The Archbishop Emeritus of Cape Town and Nobel peace prize winner said the "quiet diplomacy" pursued by the Southern Africa Development Community (SADC) had "not worked at all".

He called on Britain and the West to pressure SADC, including South Africa, which is chairing talks between President Mugabe's Zanu-PF party and the opposition Movement for Democratic Change, to set firm deadlines for action, with consequences if they are not met.

"All of us Africans must hang their heads in shame for having allowed such a desperate situation to continue almost without anybody doing anything to try and stop it," he said.

"It's been deeply, deeply distressing, the kinds of things that have happened to ordinary people in Zimbabwe. People are being detained and human rights are being violated without any conscience at all.

"The people are doing as much as you possibly could in such a ghastly situation. They have suffered enough. It is we who are on the outside who ought to intervene," he told ITN. He looked, in particular, to Gordon Brown "for more effective intervention".

Dr Tutu's comments were echoed in a report by the International Crisis Group, a respected think-tank.

It said that the country's economic crisis had brought it "closer than ever to complete collapse" with inflation running at nearly 7,000 per cent, and called on the SADC to persuade Mr Mugabe to step down.

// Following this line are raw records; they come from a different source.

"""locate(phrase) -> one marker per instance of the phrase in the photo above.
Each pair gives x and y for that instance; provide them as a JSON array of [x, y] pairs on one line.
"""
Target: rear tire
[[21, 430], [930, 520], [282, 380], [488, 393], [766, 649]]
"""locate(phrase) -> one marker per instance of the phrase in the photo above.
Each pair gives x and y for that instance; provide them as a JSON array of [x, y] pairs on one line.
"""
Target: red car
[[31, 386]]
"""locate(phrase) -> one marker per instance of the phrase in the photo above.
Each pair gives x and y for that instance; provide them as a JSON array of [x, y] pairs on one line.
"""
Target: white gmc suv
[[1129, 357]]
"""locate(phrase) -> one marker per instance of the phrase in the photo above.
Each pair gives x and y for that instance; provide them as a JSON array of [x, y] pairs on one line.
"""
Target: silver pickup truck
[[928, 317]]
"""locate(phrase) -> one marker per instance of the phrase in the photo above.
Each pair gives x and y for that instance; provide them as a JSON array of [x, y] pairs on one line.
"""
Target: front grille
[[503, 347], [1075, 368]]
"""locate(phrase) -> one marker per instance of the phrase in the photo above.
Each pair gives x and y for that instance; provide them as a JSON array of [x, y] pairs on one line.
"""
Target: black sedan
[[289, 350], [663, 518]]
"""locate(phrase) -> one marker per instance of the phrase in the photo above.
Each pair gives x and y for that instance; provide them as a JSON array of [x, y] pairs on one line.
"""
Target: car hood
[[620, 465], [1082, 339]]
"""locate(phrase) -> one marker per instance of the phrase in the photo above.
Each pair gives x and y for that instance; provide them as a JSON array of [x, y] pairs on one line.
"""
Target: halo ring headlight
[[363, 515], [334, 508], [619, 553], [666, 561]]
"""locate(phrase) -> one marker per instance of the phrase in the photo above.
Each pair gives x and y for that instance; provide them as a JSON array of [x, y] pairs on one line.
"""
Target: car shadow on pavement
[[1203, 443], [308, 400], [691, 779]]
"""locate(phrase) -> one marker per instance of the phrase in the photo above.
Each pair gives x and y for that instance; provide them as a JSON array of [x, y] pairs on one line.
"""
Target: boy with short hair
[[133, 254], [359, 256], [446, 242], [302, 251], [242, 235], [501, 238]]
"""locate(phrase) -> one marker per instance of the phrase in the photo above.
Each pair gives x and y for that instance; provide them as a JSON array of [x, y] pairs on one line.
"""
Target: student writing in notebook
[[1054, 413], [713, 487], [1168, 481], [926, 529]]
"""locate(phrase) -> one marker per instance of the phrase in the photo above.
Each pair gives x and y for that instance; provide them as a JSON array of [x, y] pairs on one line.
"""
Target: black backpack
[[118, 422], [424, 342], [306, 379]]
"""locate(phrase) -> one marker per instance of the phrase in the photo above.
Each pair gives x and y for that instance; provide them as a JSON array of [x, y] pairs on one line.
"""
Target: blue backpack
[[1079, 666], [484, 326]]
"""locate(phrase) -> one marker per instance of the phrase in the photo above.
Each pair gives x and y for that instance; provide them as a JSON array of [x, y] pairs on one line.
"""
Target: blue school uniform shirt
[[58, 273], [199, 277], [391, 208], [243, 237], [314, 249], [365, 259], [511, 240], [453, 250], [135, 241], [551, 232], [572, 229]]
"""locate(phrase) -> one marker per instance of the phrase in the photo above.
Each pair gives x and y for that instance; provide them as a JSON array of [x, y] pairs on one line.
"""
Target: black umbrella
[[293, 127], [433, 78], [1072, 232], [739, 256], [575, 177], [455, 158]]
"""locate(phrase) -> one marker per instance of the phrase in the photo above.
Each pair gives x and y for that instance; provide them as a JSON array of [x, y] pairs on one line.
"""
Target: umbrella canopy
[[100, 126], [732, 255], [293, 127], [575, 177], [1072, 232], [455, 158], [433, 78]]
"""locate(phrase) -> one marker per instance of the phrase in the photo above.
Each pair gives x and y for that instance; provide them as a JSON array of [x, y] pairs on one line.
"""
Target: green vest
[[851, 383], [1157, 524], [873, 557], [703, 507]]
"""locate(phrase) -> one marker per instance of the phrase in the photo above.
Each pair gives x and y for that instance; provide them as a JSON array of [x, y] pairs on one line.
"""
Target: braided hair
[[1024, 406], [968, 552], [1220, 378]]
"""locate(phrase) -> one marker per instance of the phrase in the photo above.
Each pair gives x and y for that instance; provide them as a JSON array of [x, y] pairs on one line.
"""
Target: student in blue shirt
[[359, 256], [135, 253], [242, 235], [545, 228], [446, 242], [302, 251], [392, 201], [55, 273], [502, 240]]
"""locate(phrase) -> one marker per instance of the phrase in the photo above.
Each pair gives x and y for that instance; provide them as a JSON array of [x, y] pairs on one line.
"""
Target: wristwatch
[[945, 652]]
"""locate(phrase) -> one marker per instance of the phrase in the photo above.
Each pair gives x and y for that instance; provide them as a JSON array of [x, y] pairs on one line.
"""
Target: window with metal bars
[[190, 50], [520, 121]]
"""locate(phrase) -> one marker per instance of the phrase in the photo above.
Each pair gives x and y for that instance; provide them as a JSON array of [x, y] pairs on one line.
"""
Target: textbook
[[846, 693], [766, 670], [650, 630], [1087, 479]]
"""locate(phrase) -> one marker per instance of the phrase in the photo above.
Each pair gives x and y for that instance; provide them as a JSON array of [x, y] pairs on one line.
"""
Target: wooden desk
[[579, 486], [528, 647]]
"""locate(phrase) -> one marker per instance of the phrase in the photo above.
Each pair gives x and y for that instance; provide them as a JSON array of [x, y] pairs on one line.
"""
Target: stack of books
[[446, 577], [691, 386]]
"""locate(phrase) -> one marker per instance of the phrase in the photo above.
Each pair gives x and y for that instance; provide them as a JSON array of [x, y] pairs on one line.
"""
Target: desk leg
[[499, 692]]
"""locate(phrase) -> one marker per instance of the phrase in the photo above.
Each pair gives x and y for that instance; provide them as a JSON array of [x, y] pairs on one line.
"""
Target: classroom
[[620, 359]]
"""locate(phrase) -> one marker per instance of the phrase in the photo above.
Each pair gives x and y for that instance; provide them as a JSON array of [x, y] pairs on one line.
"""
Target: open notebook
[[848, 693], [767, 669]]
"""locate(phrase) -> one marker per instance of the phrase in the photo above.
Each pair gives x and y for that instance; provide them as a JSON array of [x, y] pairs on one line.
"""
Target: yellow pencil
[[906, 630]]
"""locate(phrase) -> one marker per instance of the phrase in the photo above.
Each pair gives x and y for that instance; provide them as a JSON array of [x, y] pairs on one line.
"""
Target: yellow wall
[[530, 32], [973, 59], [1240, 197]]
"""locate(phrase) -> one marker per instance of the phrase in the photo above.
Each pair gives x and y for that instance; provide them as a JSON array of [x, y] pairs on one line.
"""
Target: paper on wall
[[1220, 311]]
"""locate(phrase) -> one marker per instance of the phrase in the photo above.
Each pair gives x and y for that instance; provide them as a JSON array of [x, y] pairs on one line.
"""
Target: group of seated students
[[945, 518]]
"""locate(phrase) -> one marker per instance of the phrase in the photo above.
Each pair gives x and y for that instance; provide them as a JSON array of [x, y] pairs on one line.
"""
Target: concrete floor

"Some SADC leaders remain Mugabe supporters, and there is a risk the organisation will accept cosmetic changes that further entrench the status quo," the report said. Possible incentives for retirement could include "immunity from prosecution for Mugabe and other senior Zanu-PF officials", it said, as well as "guarantees, at least to a specified level, that the accumulated wealth, including land, of Mugabe, his family, and other members of the establishment will be secure".

"Zimbabweans want above all an end to their nightmare," it added, but said EU and US measures were ineffective. "Western sanctions – mainly targeting just over 200 members of the leadership with travel bans and asset freezes – have proven largely symbolic," it said.

"And general condemnations from the UK and US if anything (are) counterproductive because they help Mugabe claim he is the victim of neo-colonial ambitions."

In Harare, the Movement for Democratic Change struck a surprise deal with Zanu-PF to change the country's electoral laws.

The constitutional amendment abolishes President Mugabe's right to appoint 30 MPs, removing a major hurdle to the opposition winning an election.

But it also increases the number of constituencies from 120 to 210, which the current election commission, appointed by Zanu-PF, could gerrymander to return loyalist MPs.